Hi,
I'd recommend seperating things properly. For example, write a "physical memory manager", then write a "linear memory manager" and then write any heap management code after that (malloc/free) if you want.
Also, make sure that your physical memory manager can handle 64 bit physical addresses - I've seen too many OS's that would crash horribly if you run them on a computer with over 4 GB of memory. I'd suggest splitting physical memory management into a least 2 seperate memory managers, one for 32 bit physical addresses and another for 64 bit addresses (even if the 64 bit physical memory manager never does anything).
This makes it much easier to add support for PAE later on, because with PAE you need 32 bit physical addresses for CR2 (even though everything else can use 64 bit physical addresses).
For example, use several seperate sub-directories in your source code:
- memory detection
- 32 bit physical memory manager
- 64 bit physical memory manager (possibly just a stub)

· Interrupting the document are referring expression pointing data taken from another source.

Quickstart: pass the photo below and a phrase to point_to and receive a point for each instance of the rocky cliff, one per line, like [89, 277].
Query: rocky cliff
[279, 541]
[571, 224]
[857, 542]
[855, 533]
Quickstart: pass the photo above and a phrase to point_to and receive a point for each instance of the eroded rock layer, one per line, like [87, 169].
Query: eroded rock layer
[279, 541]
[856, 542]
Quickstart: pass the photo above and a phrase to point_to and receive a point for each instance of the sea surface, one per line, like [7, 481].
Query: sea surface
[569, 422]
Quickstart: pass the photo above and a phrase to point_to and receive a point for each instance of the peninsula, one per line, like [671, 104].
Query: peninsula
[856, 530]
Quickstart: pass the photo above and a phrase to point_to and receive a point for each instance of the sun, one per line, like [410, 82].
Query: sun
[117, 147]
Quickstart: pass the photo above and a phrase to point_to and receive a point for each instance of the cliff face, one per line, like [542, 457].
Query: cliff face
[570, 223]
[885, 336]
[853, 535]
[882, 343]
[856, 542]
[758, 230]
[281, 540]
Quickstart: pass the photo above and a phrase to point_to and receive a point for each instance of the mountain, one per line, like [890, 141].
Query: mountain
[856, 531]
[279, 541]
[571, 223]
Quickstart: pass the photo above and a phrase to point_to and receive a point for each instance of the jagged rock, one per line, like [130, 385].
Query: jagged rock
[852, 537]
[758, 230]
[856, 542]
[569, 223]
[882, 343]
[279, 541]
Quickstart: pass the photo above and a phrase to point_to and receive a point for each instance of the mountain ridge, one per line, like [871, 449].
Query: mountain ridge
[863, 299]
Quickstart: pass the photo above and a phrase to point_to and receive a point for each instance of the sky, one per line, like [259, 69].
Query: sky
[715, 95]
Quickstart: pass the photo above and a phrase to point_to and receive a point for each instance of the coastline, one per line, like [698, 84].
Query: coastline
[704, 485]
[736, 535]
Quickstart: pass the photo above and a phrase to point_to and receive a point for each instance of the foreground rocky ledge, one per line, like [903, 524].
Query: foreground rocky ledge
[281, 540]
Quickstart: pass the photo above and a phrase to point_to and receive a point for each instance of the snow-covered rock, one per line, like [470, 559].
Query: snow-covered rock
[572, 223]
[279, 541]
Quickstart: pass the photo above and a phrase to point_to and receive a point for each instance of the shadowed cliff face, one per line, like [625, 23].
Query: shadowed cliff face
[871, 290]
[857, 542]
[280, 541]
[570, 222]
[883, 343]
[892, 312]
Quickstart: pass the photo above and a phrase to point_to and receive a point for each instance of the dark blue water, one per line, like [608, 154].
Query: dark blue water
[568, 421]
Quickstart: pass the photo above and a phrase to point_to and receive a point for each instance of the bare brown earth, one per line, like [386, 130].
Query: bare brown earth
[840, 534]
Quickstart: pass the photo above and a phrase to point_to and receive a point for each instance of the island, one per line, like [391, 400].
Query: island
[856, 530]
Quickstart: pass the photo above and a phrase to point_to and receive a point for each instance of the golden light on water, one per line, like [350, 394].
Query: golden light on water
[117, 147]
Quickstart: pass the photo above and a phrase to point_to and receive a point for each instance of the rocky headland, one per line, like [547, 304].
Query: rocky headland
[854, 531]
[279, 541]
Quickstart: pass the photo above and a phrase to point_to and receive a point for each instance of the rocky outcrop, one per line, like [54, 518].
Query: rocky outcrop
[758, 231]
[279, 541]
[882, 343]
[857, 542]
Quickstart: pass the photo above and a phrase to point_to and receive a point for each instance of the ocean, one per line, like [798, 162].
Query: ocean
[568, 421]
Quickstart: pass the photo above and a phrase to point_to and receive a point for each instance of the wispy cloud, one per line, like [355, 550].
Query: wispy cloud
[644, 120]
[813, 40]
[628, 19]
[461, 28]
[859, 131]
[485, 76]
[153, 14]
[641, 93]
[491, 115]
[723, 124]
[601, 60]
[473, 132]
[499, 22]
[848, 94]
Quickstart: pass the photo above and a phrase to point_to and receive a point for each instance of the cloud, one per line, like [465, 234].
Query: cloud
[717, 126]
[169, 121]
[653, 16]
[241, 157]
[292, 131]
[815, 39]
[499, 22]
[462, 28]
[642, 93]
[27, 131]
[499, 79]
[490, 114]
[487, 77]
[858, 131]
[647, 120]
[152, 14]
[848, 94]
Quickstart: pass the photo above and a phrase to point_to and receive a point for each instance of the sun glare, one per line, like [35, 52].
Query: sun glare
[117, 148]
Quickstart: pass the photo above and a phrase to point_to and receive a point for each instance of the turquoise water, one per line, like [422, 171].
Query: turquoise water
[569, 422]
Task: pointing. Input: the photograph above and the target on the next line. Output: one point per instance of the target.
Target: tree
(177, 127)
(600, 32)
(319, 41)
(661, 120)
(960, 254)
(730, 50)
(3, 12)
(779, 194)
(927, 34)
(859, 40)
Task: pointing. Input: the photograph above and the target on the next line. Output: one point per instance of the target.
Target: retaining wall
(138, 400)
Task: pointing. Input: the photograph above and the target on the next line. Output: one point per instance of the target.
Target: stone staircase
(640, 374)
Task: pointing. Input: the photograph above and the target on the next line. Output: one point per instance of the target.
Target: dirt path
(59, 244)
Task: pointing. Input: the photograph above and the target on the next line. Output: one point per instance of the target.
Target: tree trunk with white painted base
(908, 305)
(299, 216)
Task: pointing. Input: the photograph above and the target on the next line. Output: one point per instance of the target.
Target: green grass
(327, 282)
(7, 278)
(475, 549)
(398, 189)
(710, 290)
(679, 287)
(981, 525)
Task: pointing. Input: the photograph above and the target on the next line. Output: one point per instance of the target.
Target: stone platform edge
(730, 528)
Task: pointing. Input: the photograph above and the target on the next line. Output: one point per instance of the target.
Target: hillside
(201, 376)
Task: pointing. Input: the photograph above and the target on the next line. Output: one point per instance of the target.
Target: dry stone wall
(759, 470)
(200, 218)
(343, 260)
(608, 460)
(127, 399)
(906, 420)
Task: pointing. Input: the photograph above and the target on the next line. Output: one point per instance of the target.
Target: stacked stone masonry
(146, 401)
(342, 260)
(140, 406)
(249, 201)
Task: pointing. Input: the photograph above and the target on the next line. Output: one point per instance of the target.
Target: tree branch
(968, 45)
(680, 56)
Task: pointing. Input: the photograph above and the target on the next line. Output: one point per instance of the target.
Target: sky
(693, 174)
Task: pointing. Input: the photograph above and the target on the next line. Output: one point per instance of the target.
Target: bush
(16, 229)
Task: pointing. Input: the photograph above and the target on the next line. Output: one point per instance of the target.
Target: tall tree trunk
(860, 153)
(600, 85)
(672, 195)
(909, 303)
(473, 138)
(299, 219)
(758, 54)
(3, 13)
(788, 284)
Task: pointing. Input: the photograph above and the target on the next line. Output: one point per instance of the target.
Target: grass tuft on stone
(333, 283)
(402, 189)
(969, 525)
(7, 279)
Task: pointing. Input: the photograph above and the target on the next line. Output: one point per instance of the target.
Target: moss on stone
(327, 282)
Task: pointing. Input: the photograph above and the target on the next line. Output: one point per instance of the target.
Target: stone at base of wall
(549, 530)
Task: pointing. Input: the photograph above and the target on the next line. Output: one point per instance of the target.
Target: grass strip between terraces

- normal linear memory manager
- optional PAE linear memory manager
- optional heap management
I use a seperate memory manager for memory below 16 MB due to ISA DMA constraints, with a bitmap for memory < 16 MB, sets of free page stacks for memory between 16 MB and 4 GB and seperate sets of free page stacks for memory above 4 Gb. Each "set of free page stacks" consists of a pair of stacks for clean pages and dirty pages, for each "page colour" (and/or NUMA memory range). For physical memory management I can have up to 1024 individual free page stacks in addition to the bit map for memory below 16 MB
.
This gives me:
- memory detection
- low memory physical memory manager
- middle memory physical memory manager
- high memory physical memory manager
- normal linear memory manager
- PAE linear memory manager
- heap management
Note: "page colouring" is a technique for optimizing cache usage - use google if you're interested.
The general idea is to build a list of RAM areas within the memory detection code, then loop through each page in each RAM area in the list. For each page you'd check if it's actually in use, and if not call the appropriate physical memory manager's "freePage()" function.
You'd also need to be careful when doing this, as some areas may not start or end on a page boundary. For example, you could have RAM from 0x00000000 to 0x0009F800 - the last page (from 0009F000 to 0009FFFF) can't be used.